We begonnen met het opzetten en pasten de positie van het water, de glazen en de lepels aan.
‘De regisseur wilde dat ik een Malini-truc uitvoerde, een van de trucs die hij altijd uitvoerde aan het einde van lange high-society-diners georganiseerd door de Vanderbilts, of de Astors, of een of andere high-society-familie uit New York. Na urenlang inslikken en drinken, wanneer de gasten op hun zachtst zijn en, heel behulpzaam, terwijl hij nog een drankje bespreekt of zich naar huis waagt, raakt Malini geïrriteerd en vraagt of hij een dameshoed en een munt mag lenen. Op de feesttafel draait hij de munt om, bedekt hem met zijn hoed en zegt: “Schaal of adelaar?” in plaats van kop of staart. Malini ontvangt de adelaar, zet zijn hoed omhoog en de groep ziet dat de munt volgens de voorspelling is geland.

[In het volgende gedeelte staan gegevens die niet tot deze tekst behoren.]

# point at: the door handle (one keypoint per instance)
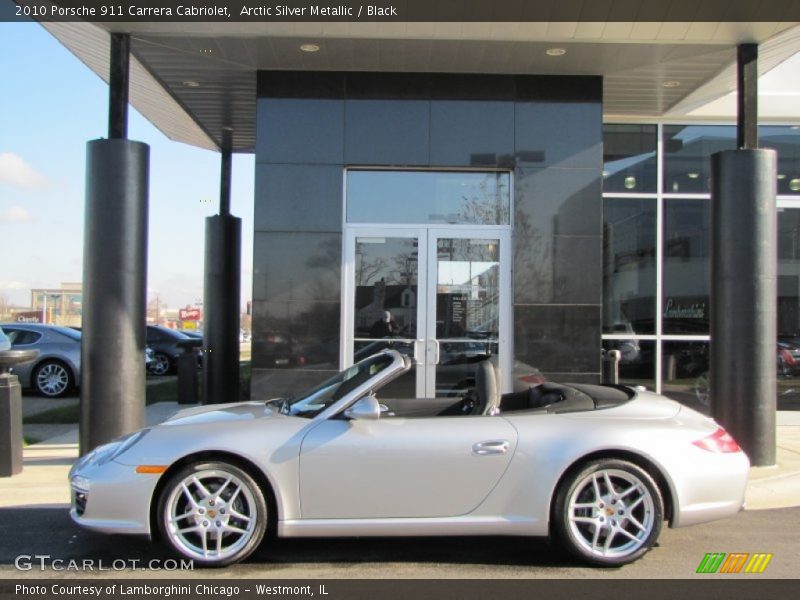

De zon stond recht boven mijn hoofd en de stralen sneden door mijn gezichtsveld. “Is de zon te intens?” ‘ zei hij, alsof hij mijn gedachten las.
“Ik zal het redden.”
Hij glimlachte even samenzweerderig en hield toen het komisch grote menu als een lift voor zijn gezicht, waardoor er een blok ontstond. “Malini draait de munt één, twee keer, waardoor er verwachting ontstaat, maar de derde keer verdwijnt de munt en wordt hij vervangen door een enorm blok ijs.”
Terwijl het beeld van dit tafereel uit de Gouden Eeuw zich in mijn hoofd vormde, gooide de Tovenaar zijn menu in de glazen wand achter hem, waarbij de witte streep mijn gezichtsveld verscheurde. Instinctief kromp ik ineen en toen ving ik op de een of andere manier de blik van de tovenaar op. Hij keek naar beneden, dus ik keek onderstaand. De ruimte tussen ons op tafel werd plotseling ingenomen door een blok ijs van een halve meter. Een zucht steeg in mij op en brak in mijn keel. Ik probeerde er stukjes en beetjes van te vertellen, maar er kwam niets uit. Vervolgens zei hij: ‘Het is mijn taak om u te misleiden.’
Een stroom bloed naar je wangen: ‘De mijne ook. In zekere zin.’ Ik dook onder de tafel, op zoek naar een plas water.
Daar is zelfs geen druppel te vinden, niet onder de stoel, en ook niet op de tafel. In feite was het pas op dat moment dat hij, beginnend te zweten, zichzelf in het directe pad van de zon plaatste.
Ik legde behoedzaam een vinger in de richting van het ijs, en de Tovenaar moedigde me, meestal via een paar gebaren, aan om het op te pakken, en zei alleen maar: ‘Waarom sta je niet op? Je hebt beide armen nodig.’
Ik stond op en stak mijn hand uit, en toen merkte ik dat mijn horloge weg was. Het zat in het ijs, in het midden van het blok. Ik ging weer zitten en de Tovenaar leunde achterover in zijn stoel, sloeg zijn benen over elkaar en vouwde zijn servet in zijn schoot open als een heer op een strandvakantie.